En ce qui concerne le sport, toutes les activités ont évidemment été annulées, mais nous proposons toujours des programmes de formation internes. Quant à la culture, tous ceux qui ont eu l’occasion de voir Curro Create, nous avons un enfant phénoménal dans notre groupe. Et c’est l’une des grandes choses que vous pouvez continuer à faire à distance, et ils envoient leurs pièces à leurs enseignants et aux autres personnes impliquées.

Chez Consult, le travail est en fait très simple. Il est alimenté par des actifs sous gestion qui, à leur tour, gèrent les entrées et les mouvements du marché. Fondamentalement, le marché est stable depuis 6 ans et nous enregistrons une baisse depuis mars. Mais la société a continué à très bien faire, à notre connaissance.

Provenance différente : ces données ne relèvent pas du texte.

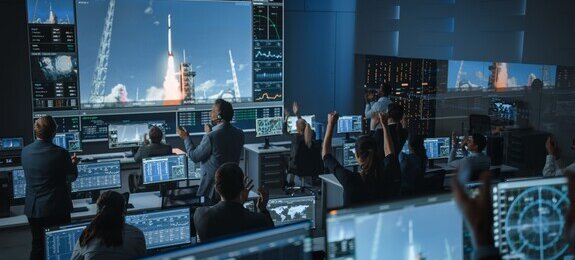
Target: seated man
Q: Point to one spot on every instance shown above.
(229, 216)
(473, 161)
(154, 147)
(552, 165)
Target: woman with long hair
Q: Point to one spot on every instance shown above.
(108, 236)
(372, 182)
(413, 163)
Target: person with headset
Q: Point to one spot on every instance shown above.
(221, 144)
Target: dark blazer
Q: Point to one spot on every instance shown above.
(49, 172)
(227, 218)
(151, 150)
(222, 145)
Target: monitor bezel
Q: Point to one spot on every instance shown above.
(165, 181)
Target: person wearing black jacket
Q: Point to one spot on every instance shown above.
(373, 182)
(229, 216)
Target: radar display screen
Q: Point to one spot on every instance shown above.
(529, 218)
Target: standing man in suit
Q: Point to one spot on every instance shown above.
(229, 216)
(49, 170)
(154, 147)
(222, 144)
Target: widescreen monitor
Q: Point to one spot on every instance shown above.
(84, 64)
(288, 210)
(349, 155)
(349, 124)
(424, 228)
(13, 143)
(18, 184)
(270, 126)
(163, 228)
(292, 123)
(69, 141)
(285, 242)
(98, 176)
(60, 241)
(164, 169)
(529, 219)
(437, 147)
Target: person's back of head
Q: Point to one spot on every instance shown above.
(155, 134)
(395, 112)
(226, 110)
(229, 181)
(480, 141)
(366, 154)
(45, 128)
(108, 223)
(385, 90)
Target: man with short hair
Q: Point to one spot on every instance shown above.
(474, 161)
(374, 107)
(222, 144)
(49, 170)
(229, 216)
(153, 147)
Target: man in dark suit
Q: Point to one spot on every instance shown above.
(154, 147)
(222, 144)
(49, 170)
(229, 216)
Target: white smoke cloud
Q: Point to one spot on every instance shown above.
(154, 94)
(207, 84)
(479, 75)
(118, 94)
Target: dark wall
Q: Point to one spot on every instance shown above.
(15, 101)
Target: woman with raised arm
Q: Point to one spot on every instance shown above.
(371, 182)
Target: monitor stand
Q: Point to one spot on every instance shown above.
(266, 144)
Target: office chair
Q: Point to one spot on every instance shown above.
(309, 164)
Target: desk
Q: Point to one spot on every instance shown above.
(145, 200)
(266, 166)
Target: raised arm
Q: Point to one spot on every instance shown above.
(331, 122)
(388, 145)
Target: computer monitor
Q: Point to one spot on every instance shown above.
(18, 184)
(292, 209)
(131, 135)
(349, 155)
(285, 242)
(437, 147)
(163, 228)
(529, 218)
(292, 120)
(349, 124)
(424, 228)
(60, 241)
(12, 143)
(164, 169)
(69, 141)
(269, 126)
(98, 176)
(194, 170)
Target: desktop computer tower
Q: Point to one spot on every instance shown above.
(4, 194)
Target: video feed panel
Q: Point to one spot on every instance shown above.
(96, 127)
(397, 231)
(163, 228)
(164, 169)
(530, 218)
(292, 209)
(18, 184)
(98, 176)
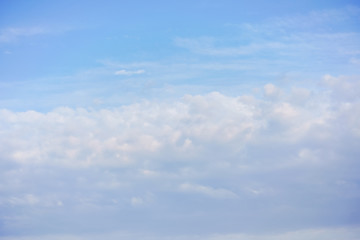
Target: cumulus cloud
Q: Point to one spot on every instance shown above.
(243, 159)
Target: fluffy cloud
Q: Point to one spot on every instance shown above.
(206, 161)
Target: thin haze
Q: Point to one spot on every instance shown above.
(185, 120)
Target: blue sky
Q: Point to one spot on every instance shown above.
(179, 120)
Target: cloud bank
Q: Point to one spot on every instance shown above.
(214, 163)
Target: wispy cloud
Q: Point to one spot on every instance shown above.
(206, 190)
(13, 34)
(129, 72)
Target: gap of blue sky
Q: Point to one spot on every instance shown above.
(179, 120)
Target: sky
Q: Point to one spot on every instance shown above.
(196, 120)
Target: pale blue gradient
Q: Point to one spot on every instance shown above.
(210, 120)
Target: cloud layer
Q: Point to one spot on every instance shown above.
(214, 163)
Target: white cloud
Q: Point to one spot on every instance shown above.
(273, 157)
(206, 190)
(129, 73)
(12, 34)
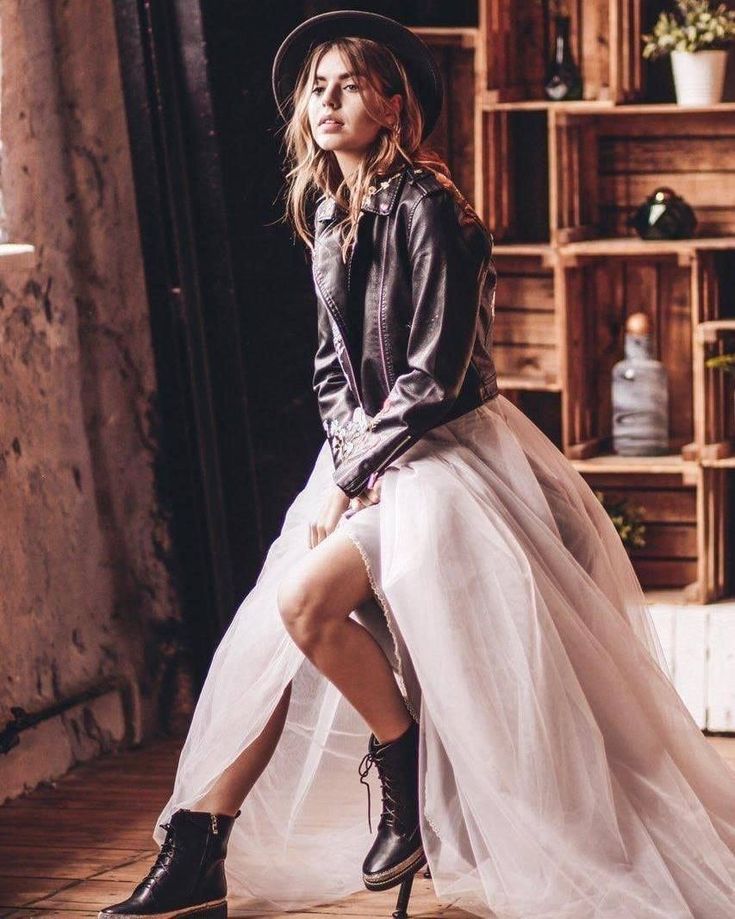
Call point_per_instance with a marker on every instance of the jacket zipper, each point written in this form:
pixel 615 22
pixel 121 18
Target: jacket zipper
pixel 343 333
pixel 380 321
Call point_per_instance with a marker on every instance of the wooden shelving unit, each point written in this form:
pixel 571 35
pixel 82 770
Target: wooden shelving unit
pixel 555 182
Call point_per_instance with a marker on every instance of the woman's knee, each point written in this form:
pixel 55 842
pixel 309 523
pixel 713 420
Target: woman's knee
pixel 303 609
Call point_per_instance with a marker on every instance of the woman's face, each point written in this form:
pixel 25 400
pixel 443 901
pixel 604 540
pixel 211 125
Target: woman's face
pixel 338 118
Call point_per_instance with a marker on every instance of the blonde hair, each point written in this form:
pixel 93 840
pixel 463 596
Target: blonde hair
pixel 314 171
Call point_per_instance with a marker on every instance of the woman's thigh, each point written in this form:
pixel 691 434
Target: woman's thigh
pixel 326 585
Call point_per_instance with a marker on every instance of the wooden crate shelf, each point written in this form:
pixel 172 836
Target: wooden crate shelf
pixel 527 329
pixel 688 544
pixel 602 168
pixel 556 182
pixel 714 395
pixel 516 43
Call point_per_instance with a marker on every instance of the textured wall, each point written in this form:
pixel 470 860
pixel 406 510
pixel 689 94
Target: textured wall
pixel 83 548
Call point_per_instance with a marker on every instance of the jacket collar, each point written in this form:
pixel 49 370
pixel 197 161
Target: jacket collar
pixel 382 199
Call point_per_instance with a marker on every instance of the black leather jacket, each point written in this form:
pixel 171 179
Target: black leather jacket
pixel 405 327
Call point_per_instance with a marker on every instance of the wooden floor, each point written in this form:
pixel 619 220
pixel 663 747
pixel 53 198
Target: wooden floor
pixel 67 850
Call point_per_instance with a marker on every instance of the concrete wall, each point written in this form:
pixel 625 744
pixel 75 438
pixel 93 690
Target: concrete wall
pixel 86 591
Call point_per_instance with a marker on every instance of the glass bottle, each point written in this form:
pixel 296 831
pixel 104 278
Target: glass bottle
pixel 563 80
pixel 640 397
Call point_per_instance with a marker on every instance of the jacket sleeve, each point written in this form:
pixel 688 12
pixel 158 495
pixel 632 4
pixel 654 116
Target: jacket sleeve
pixel 339 410
pixel 446 277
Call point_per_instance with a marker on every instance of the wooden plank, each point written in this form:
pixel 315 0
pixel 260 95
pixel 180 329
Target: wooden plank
pixel 691 642
pixel 721 682
pixel 530 327
pixel 533 361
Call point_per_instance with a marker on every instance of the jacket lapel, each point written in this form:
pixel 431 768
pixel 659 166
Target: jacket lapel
pixel 331 274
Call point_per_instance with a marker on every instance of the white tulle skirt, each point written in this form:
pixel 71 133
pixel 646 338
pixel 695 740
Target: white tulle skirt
pixel 562 777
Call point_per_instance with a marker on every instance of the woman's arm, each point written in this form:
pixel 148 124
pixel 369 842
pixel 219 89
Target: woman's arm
pixel 335 399
pixel 446 286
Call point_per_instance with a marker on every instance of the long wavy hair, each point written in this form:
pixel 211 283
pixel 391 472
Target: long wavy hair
pixel 313 171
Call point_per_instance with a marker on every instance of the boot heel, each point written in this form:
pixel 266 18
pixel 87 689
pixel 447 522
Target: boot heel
pixel 404 895
pixel 215 912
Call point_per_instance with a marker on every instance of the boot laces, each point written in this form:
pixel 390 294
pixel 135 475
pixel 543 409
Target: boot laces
pixel 390 814
pixel 164 856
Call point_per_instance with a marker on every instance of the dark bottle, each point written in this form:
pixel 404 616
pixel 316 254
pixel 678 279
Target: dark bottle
pixel 563 79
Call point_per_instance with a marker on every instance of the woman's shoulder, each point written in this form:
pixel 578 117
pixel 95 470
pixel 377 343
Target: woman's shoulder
pixel 431 194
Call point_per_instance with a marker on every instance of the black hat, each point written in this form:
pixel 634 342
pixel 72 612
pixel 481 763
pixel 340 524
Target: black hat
pixel 413 53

Les actifs sous gestion du département Wealth Management ont augmenté de 10%, avec une entrée nette de 12 milliards ZAR. Ils ont réussi à augmenter leurs conseillers de 2%, et cela suit notre stratégie plus large d’essayer d’obtenir plus et des IFA de qualité pour rejoindre notre groupe en raison du modèle unique sous lequel nous opérons. Le résultat périodique du département de gestion de fortune a augmenté de 11%, à 376 millions de ZAR.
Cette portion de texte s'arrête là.